Q&A: Mike Altman, Technical Director for Pixar
Mike worked for animation houses DNA Productions in Dallas and LAIKA in Portland before making the move to Pixar in Emeryville in 2009. Since then, he's worked on the short Day & Night and the full-length feature that followed it, Toy Story 3; his contributions can also be seen in Pixar's 12th feature film, Cars 2, which premieres in theaters all across the country today.
I chatted with Mike about Cars 2, his life at Pixar, and when they're finally going to let another company win the Oscar for Best Animated Feature. Read it all after the jump.
What is your official title at Pixar, and how would you describe what you do to a layman?
My title is Technical Director (TD); that means I am a technical artist at the studio. Most TDs spend their time in one area, like sets modeling or character shading. I'm lucky in that I get the chance to split my time between art, characters and sets, depending on the show's needs. My daily workday would be getting design packets from the art department and creating 3D digital sculptures based on that artwork. I could be working on setpieces, environments, character facial expressions, anything that particular show needs.
Having access to a catalog of models from previous shows makes things a lot easier and faster from a modeling standpoint. If someone on a previous show built a complicated model that I needed to modify for the current show, taking that model and revising it or dismantling it into component parts and reusing certain elements is a great way to save time and budget. In certain cases like Cars 2, certain environments were reused as is, like some parts of Radiator Springs, while other new sets were built to dovetail neatly into what was already available. But I will also access the model catalog if I am building something that I know has definitely been built before, like roots, tree branches, room accessories, etc. No need to reinvent the wheel continuously.

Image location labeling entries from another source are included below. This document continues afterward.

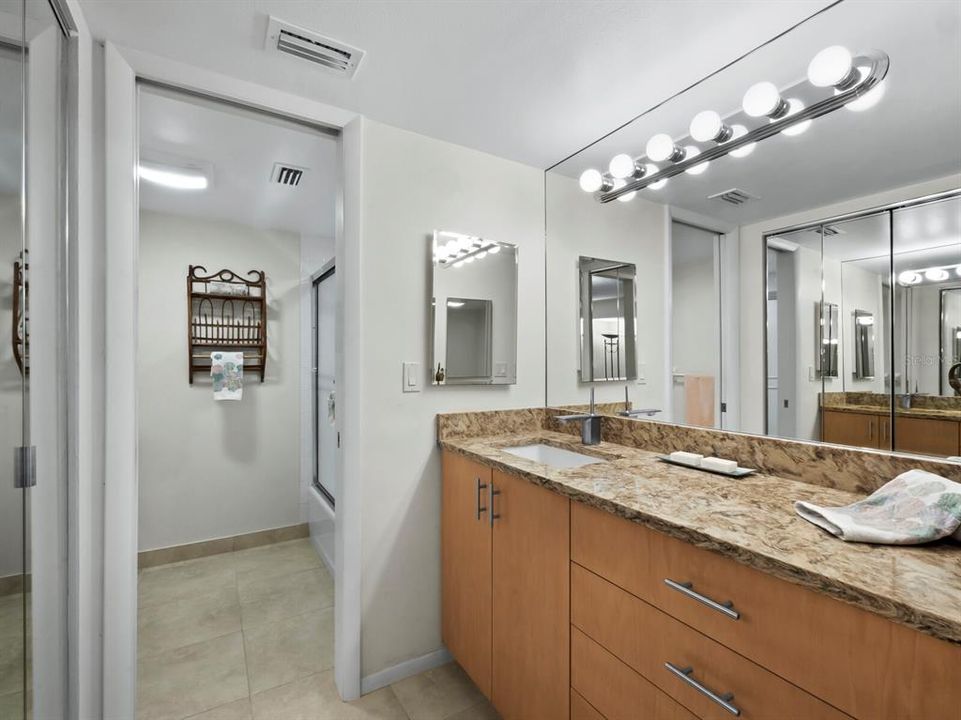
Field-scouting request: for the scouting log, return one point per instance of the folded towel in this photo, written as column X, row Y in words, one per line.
column 227, row 370
column 914, row 508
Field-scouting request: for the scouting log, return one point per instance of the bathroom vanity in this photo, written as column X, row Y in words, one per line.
column 632, row 588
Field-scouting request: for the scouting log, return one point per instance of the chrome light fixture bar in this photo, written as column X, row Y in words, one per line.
column 848, row 79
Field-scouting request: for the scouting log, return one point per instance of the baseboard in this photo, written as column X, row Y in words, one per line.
column 192, row 551
column 414, row 666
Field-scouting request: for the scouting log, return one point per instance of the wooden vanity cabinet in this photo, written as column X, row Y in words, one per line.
column 505, row 554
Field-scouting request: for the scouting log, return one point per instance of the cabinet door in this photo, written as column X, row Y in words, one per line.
column 847, row 428
column 923, row 435
column 531, row 631
column 466, row 567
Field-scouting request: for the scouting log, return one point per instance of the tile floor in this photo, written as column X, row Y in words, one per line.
column 250, row 635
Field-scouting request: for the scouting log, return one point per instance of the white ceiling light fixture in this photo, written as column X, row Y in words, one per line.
column 174, row 178
column 765, row 111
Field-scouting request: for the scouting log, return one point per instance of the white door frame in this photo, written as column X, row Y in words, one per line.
column 123, row 68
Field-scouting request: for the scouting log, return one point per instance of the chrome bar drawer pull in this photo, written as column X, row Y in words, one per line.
column 723, row 700
column 480, row 508
column 725, row 608
column 493, row 493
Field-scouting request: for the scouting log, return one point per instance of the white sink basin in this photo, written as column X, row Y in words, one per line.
column 552, row 456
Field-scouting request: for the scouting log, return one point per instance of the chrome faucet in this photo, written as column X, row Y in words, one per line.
column 628, row 412
column 590, row 424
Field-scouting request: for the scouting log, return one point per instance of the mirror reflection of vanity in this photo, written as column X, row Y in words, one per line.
column 473, row 310
column 805, row 284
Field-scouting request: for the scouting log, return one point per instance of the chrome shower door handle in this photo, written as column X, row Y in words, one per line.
column 685, row 674
column 479, row 507
column 491, row 514
column 686, row 588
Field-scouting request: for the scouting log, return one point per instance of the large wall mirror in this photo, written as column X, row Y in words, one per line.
column 473, row 310
column 795, row 225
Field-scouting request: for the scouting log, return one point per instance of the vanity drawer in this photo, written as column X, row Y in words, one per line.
column 647, row 640
column 612, row 690
column 855, row 660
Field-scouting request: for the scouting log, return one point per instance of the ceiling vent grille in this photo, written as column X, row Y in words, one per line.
column 734, row 196
column 289, row 175
column 333, row 55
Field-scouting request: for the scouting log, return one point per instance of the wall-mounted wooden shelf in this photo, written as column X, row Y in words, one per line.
column 228, row 312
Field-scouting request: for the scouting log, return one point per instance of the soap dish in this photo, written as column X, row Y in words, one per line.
column 740, row 472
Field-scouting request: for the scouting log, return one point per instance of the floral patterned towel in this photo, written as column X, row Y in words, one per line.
column 227, row 370
column 916, row 507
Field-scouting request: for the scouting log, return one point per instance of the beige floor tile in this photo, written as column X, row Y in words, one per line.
column 239, row 710
column 315, row 698
column 287, row 650
column 268, row 599
column 437, row 694
column 187, row 621
column 183, row 682
column 185, row 579
column 481, row 711
column 277, row 559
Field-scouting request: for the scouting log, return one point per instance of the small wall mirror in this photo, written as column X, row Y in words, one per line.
column 608, row 333
column 473, row 310
column 863, row 345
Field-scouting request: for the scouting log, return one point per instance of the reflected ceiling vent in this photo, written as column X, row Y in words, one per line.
column 734, row 196
column 289, row 175
column 333, row 55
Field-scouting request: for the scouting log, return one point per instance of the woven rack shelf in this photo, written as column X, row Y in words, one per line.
column 226, row 311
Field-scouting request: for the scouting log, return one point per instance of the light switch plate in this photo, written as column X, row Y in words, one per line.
column 411, row 378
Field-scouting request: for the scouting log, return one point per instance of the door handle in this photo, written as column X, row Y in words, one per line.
column 479, row 507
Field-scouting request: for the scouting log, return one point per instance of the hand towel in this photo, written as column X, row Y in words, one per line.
column 916, row 507
column 227, row 370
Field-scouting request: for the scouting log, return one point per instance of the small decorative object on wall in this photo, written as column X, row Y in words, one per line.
column 20, row 331
column 226, row 312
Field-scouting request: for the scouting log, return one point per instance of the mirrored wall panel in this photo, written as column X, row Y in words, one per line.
column 794, row 223
column 473, row 310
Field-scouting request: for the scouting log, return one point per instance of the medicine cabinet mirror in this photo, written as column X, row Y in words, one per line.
column 797, row 265
column 473, row 310
column 608, row 332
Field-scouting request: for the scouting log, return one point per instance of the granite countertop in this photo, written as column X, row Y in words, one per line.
column 751, row 520
column 918, row 412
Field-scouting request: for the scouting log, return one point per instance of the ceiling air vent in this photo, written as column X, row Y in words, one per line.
column 333, row 55
column 289, row 175
column 734, row 196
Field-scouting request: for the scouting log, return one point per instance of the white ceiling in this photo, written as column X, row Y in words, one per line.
column 532, row 81
column 912, row 135
column 238, row 150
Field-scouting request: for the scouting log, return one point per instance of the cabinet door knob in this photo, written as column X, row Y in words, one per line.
column 685, row 674
column 725, row 608
column 480, row 508
column 493, row 493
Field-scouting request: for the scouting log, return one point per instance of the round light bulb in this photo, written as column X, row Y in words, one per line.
column 740, row 131
column 591, row 180
column 706, row 126
column 761, row 99
column 690, row 152
column 871, row 98
column 650, row 169
column 660, row 147
column 830, row 67
column 621, row 166
column 794, row 107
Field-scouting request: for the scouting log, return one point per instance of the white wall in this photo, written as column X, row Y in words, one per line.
column 411, row 185
column 11, row 396
column 633, row 232
column 753, row 283
column 214, row 469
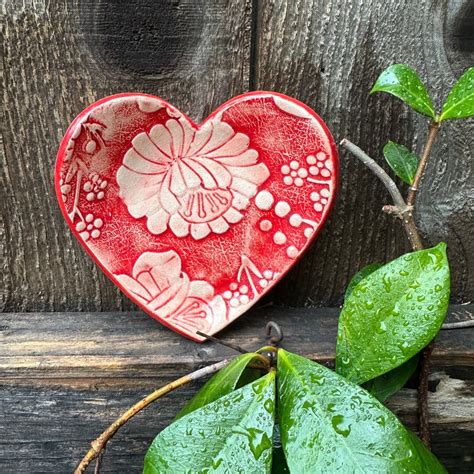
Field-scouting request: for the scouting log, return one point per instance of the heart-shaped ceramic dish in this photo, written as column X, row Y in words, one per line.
column 195, row 223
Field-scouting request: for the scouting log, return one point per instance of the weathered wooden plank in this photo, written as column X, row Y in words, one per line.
column 82, row 345
column 66, row 376
column 47, row 426
column 328, row 54
column 61, row 56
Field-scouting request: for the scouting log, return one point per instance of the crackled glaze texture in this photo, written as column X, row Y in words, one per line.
column 196, row 223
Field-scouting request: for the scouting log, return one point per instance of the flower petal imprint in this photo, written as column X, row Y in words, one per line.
column 190, row 181
column 195, row 223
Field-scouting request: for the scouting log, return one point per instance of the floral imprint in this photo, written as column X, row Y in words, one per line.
column 191, row 181
column 159, row 283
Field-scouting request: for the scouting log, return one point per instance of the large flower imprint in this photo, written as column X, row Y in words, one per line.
column 159, row 284
column 190, row 181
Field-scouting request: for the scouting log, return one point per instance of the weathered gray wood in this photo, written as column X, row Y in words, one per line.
column 328, row 54
column 65, row 376
column 60, row 56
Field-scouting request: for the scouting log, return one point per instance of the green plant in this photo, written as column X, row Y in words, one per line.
column 328, row 420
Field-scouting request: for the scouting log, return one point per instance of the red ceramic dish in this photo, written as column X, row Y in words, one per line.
column 195, row 223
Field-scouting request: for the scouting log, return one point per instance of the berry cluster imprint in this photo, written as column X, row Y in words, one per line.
column 195, row 223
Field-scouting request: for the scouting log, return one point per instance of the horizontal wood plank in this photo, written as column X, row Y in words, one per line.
column 328, row 54
column 60, row 56
column 64, row 377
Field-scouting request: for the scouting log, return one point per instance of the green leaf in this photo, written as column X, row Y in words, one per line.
column 331, row 425
column 360, row 275
column 460, row 101
column 232, row 434
column 392, row 314
column 222, row 383
column 387, row 384
column 403, row 82
column 402, row 161
column 279, row 465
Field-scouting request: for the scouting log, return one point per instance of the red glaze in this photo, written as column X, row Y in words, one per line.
column 195, row 223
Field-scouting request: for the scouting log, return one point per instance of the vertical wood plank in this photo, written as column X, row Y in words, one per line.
column 328, row 54
column 59, row 57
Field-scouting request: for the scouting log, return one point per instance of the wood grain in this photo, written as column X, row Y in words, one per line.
column 65, row 376
column 61, row 56
column 328, row 54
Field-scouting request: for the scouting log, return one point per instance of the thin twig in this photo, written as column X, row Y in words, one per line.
column 400, row 208
column 378, row 171
column 433, row 132
column 404, row 210
column 99, row 444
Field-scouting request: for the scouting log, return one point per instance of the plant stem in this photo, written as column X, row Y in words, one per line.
column 99, row 444
column 404, row 210
column 433, row 132
column 400, row 208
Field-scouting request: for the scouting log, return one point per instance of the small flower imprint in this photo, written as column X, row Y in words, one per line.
column 191, row 181
column 319, row 166
column 89, row 227
column 95, row 187
column 158, row 282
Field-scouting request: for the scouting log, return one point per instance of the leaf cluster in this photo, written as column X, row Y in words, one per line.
column 325, row 419
column 403, row 82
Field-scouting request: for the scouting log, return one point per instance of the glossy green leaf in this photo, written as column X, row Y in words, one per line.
column 222, row 383
column 360, row 275
column 460, row 101
column 402, row 161
column 232, row 434
column 279, row 465
column 403, row 82
column 387, row 384
column 331, row 425
column 392, row 314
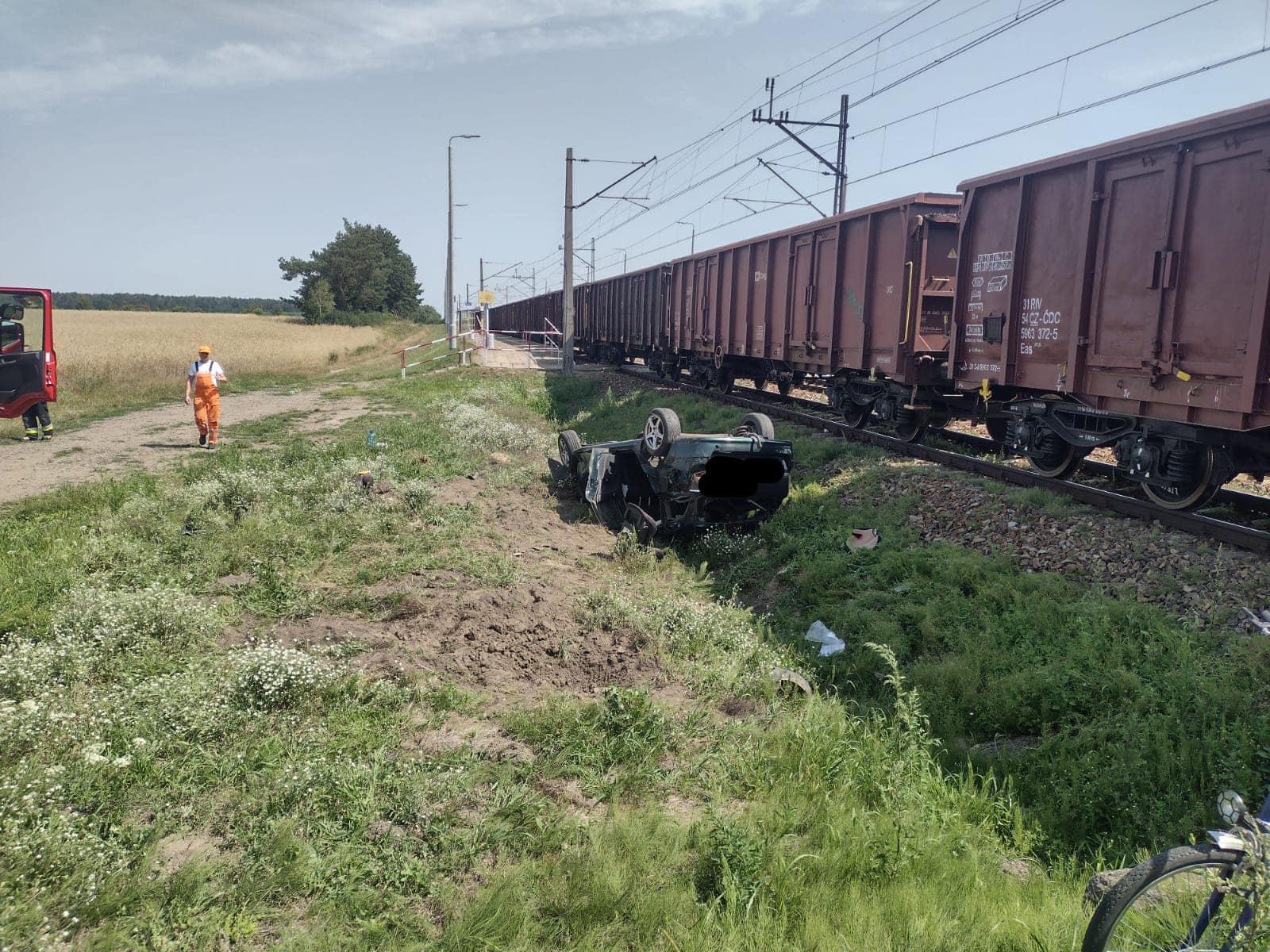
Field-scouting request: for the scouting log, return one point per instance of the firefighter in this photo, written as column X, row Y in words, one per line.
column 205, row 378
column 37, row 418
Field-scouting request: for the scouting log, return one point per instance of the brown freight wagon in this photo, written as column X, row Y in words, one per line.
column 624, row 315
column 1118, row 296
column 861, row 301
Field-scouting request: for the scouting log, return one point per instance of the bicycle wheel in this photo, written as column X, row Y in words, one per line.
column 1187, row 899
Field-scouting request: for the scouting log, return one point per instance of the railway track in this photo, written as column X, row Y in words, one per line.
column 808, row 413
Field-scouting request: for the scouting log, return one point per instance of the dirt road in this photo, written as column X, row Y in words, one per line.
column 149, row 438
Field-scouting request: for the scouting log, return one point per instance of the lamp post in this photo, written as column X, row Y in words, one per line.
column 450, row 241
column 692, row 248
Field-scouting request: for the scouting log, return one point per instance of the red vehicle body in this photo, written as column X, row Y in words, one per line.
column 1127, row 285
column 29, row 363
column 1118, row 296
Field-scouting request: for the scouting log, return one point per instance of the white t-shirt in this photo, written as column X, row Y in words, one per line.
column 206, row 367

Part of my job on Cars 2 was sets rigging, meaning I would build sets models and then articulate them in such a way that the animators had simple and easy controls over how to move and manipulate the objects. In the Tokyo bathroom interior where Mater gets trapped inside the stall, every element needed special rigging that allowed for lots of fun things to go wrong for Mater. Different scrubbers, polishers, soap sprayers and sponges needed to be controllable by the animators for comic effect, and there are many technical challenges with rigging set pieces like this. Most of our rigging tools are built and specialized for characters, so sets folks need to really be creative.
What was coming to Pixar like, and how did your previous work at both Laika and DNA Productions prepare you to work there?
Coming to Pixar was a long-time dream come true. I had been working towards this place for ten years, and it finally happened. Definitely a life goal achieved. But working at the previous studios has been invaluable to me, and I'm so glad I did not come here directly out of school. My approach to modeling, certain techniques I have picked up along the way, and my speed of working has been built up over the years working at DNA and LAIKA. Because of the techniques I learned there I have been very versatile in my work here, which is what gives me the luxury of moving in and out of different departments. That keeps things fresh for me.